Remakes: Treasure Island (1972) with Orson Welles making a 10-course banquet of Long John Silver; and again in 1990 as Treasure Island, with Charlton HestonChristian Bale and Oliver Reed.

Eddie Izzard plays Long John Silver in the 2012 TV movie Treasure Island and Tim Curry plays him in Muppet Treasure Island (1996).

Newton also plays a pirate in Blackbeard, the Pirate (1952).

The 1954 modern-day American film Return to Treasure Island stars Tab Hunter and Dawn Addams.

The uncut version runs 96 minutes, but Disney Productions cut the film by nine minutes to receive a G rating when they re-released the film to US cinemas in 1975, as Disney had a G-only policy at the time. This made it one of the first films to be re-released in cinemas after being shown on TV.

Treasure Island is directed by Byron Haskin, runs 96 minutes, is made by Walt Disney Productions, is released by RKO Radio Pictures, is written by Lawrence Edward Watkin, based on the novel by Robert Louis Stevenson, is shot by in Technicolor Freddie Young, is produced by Walt Disney and Perce Pearce, is scored by Clifton Parker and is designed by Thomas N Morahan.

Its world premiere was in London on 22 June 1950 and its US release on 29 July 1950.

It was an international hit. Costing $1,800,000, it took $4,100,000 in worldwide cinema rentals.

Newton became the standard for screen portrayals of historical pirates, and his exaggeration of his own English West Country accent made popular the stereotypical pirate accent parodied in the 1950s and 1960s by British comedian Tony Hancock. Newton, renowned for his hard-living lifestyle and cited as a role model by Oliver Reed and Keith Moon, has become the patron saint of the annual International Talk Like a Pirate Day.

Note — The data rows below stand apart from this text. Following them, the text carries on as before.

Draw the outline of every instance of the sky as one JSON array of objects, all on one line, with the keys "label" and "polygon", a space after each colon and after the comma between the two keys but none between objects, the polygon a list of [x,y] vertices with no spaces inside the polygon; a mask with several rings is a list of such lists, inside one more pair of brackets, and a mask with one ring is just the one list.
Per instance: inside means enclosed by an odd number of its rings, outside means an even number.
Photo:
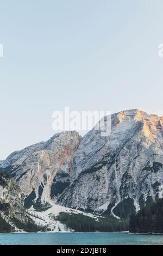
[{"label": "sky", "polygon": [[162,0],[0,0],[0,159],[55,133],[52,113],[163,115]]}]

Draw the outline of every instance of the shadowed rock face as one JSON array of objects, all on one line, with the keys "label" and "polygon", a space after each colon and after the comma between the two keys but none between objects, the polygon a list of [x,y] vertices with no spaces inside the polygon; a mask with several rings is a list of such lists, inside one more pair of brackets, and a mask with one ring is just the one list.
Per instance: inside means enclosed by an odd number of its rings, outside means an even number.
[{"label": "shadowed rock face", "polygon": [[35,204],[57,200],[124,217],[162,197],[162,164],[163,117],[132,109],[111,115],[109,136],[62,132],[12,153],[0,167]]},{"label": "shadowed rock face", "polygon": [[[51,191],[52,189],[54,190],[54,182],[56,187],[58,186],[57,181],[59,174],[66,173],[67,177],[70,176],[73,153],[80,139],[80,137],[75,131],[56,134],[46,142],[32,145],[12,153],[1,162],[0,167],[14,178],[24,197],[29,195],[26,200],[28,205],[33,204],[32,202],[32,204],[29,202],[31,198],[36,207],[45,204],[47,206],[47,202],[49,203],[51,199],[55,200],[59,194],[59,193],[53,194]],[[67,179],[65,180],[61,176],[59,182],[67,182]]]},{"label": "shadowed rock face", "polygon": [[21,221],[26,218],[21,191],[14,179],[0,173],[0,212]]}]

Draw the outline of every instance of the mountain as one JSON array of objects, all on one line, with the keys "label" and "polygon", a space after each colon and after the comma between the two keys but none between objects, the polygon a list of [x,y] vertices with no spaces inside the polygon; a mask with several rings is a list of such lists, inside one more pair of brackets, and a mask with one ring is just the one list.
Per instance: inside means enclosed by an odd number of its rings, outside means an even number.
[{"label": "mountain", "polygon": [[46,142],[14,152],[1,161],[1,169],[18,184],[26,207],[33,204],[35,209],[47,209],[51,199],[55,201],[70,185],[73,154],[80,140],[75,131],[58,133]]},{"label": "mountain", "polygon": [[[104,120],[104,119],[103,119]],[[126,218],[163,196],[163,117],[113,114],[111,134],[55,135],[11,154],[0,168],[19,185],[26,208],[54,204]]]},{"label": "mountain", "polygon": [[93,129],[83,138],[60,204],[124,218],[162,197],[163,117],[132,109],[111,125],[109,136]]}]

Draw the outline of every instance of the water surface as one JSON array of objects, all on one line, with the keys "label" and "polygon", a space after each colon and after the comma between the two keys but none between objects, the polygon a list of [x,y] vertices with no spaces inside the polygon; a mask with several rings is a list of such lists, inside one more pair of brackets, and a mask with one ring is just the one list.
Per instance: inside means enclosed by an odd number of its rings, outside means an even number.
[{"label": "water surface", "polygon": [[0,234],[0,245],[163,245],[163,235],[116,233]]}]

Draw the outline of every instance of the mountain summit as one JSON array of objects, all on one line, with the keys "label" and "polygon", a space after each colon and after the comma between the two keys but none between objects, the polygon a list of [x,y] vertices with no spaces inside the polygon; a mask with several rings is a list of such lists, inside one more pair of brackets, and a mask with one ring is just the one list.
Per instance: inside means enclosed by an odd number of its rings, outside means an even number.
[{"label": "mountain summit", "polygon": [[25,206],[55,203],[124,218],[163,196],[163,117],[139,109],[111,116],[111,134],[55,135],[1,161]]}]

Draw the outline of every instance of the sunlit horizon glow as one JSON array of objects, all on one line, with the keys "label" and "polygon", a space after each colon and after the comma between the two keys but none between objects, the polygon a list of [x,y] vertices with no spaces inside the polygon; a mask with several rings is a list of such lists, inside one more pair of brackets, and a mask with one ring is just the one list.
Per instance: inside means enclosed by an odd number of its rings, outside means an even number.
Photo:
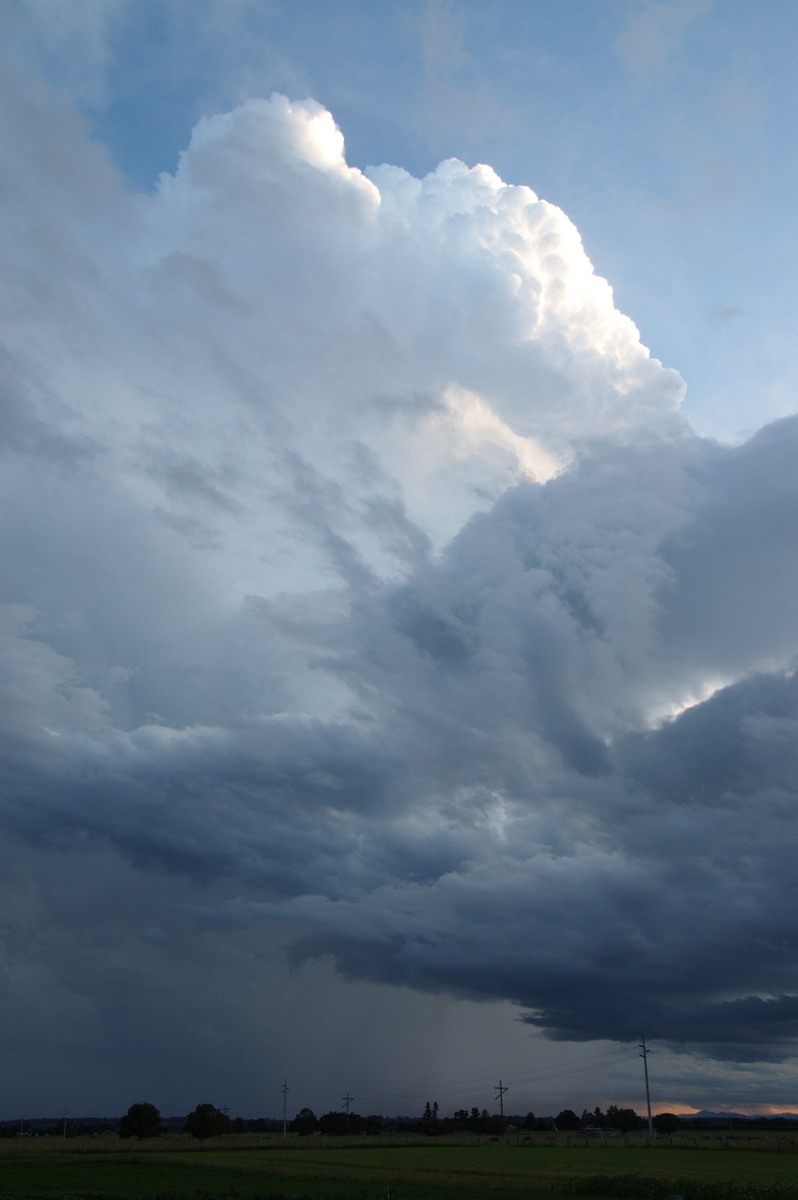
[{"label": "sunlit horizon glow", "polygon": [[640,1111],[644,1031],[781,1111],[792,318],[673,149],[748,18],[288,7],[0,18],[8,1103]]}]

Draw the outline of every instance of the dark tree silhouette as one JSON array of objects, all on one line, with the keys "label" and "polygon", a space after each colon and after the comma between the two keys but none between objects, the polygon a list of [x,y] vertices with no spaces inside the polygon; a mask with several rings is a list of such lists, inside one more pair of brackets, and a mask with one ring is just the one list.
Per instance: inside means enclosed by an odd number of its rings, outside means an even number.
[{"label": "dark tree silhouette", "polygon": [[229,1133],[230,1118],[215,1104],[198,1104],[182,1128],[184,1133],[204,1141],[205,1138],[221,1138],[223,1133]]},{"label": "dark tree silhouette", "polygon": [[316,1133],[318,1127],[319,1123],[316,1120],[313,1110],[300,1109],[288,1128],[292,1133],[298,1133],[300,1138],[305,1138],[308,1133]]},{"label": "dark tree silhouette", "polygon": [[161,1133],[161,1114],[155,1104],[131,1104],[119,1122],[120,1138],[157,1138]]}]

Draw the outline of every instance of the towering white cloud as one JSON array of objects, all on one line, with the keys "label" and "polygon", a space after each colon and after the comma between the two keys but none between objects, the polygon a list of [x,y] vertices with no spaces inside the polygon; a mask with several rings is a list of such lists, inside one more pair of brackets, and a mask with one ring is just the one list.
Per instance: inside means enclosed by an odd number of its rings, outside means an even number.
[{"label": "towering white cloud", "polygon": [[10,836],[556,1036],[782,1050],[796,422],[695,437],[488,167],[365,175],[275,96],[130,196],[5,112]]}]

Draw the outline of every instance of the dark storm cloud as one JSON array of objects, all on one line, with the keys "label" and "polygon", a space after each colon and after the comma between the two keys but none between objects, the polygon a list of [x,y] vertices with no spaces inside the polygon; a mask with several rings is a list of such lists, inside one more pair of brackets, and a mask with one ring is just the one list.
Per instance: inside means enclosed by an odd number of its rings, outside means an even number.
[{"label": "dark storm cloud", "polygon": [[274,97],[133,204],[34,109],[80,181],[5,322],[10,834],[553,1037],[786,1052],[797,420],[694,436],[490,168],[367,179]]}]

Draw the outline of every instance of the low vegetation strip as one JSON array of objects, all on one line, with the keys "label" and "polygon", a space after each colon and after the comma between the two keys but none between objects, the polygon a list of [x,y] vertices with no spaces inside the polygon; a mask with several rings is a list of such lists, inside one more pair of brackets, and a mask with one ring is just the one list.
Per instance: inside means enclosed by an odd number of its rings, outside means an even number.
[{"label": "low vegetation strip", "polygon": [[796,1200],[766,1150],[578,1146],[109,1147],[0,1156],[1,1200]]},{"label": "low vegetation strip", "polygon": [[646,1178],[638,1175],[594,1175],[575,1180],[562,1189],[571,1196],[605,1200],[796,1200],[797,1187],[790,1184],[709,1183],[697,1180]]}]

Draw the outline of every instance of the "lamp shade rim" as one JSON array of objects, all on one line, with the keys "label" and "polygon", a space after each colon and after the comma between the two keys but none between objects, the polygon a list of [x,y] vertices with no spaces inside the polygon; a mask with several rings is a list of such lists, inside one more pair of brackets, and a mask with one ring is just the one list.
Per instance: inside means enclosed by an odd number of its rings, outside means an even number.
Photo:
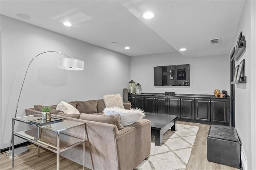
[{"label": "lamp shade rim", "polygon": [[73,58],[61,58],[58,59],[58,67],[66,70],[81,71],[84,70],[83,61]]}]

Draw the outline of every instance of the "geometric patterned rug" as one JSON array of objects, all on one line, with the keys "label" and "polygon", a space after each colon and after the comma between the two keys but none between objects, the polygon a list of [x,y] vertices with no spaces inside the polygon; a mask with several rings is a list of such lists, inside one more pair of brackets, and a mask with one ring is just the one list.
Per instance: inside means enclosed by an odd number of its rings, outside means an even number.
[{"label": "geometric patterned rug", "polygon": [[151,136],[150,154],[135,169],[138,170],[186,169],[199,127],[177,124],[176,131],[168,130],[163,136],[163,144],[155,146]]}]

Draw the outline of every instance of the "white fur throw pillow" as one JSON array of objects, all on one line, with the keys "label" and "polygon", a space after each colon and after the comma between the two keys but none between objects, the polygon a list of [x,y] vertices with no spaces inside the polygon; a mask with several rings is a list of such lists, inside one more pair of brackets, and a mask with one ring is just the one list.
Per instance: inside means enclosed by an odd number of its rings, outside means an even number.
[{"label": "white fur throw pillow", "polygon": [[76,108],[63,101],[62,101],[58,105],[56,110],[62,111],[65,113],[68,114],[80,114],[80,112]]},{"label": "white fur throw pillow", "polygon": [[108,95],[103,96],[103,100],[106,107],[119,107],[124,109],[123,99],[119,93],[116,95]]},{"label": "white fur throw pillow", "polygon": [[119,114],[121,117],[121,125],[124,127],[130,125],[145,117],[143,111],[138,108],[126,110],[114,107],[106,108],[103,109],[104,115]]}]

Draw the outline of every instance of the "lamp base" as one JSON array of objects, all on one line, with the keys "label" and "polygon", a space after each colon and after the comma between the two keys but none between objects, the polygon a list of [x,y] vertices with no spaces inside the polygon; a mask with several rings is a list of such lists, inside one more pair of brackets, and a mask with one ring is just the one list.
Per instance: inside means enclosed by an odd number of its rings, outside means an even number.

Cap'n Slappy and Ol' Chumbucket, the founders of Talk Like a Pirate Day.

Cap’n Slappy and Ol’ Chumbucket, founders of Talk Like a Pirate Day.

Talk Like a Pirate Day was created in 1995 by John Baur (Ol’ Chumbucket) and Mark Summers (Cap’n Slappy), of Albany, Oregon, proclaiming September 19 each year as the day when everyone in the world should talk like a pirate, greeting friends with ‘Ahoy, maties!’ or ‘Ahoy, me hearties!’

Treasure Island films: Treasure Island (1918), Treasure Island (1920), Treasure Island (1934), The Secret of Treasure Island (1938), Treasure Island (1950), Long John Silver (1954), Return to Treasure Island (1954), Between God, the Devil and a Winchester (1968 spaghetti western), Franco, Ciccio e il pirata Barbanera (1969), Animal Treasure Island (1971), Treasure Island (1972, live-action), Treasure Island (1973, animated), The Treasure Planet (1982), Treasure Island (1982), Treasure Island (1985), Treasure Island (1987), Treasure Island (1988), Treasure Island (1990), Muppet Treasure Island (1996), Treasure Island (1999), Treasure Planet (2002), Pirates of Treasure Island (2006), Doraemon the Movie: Nobita’s Treasure Island (2018).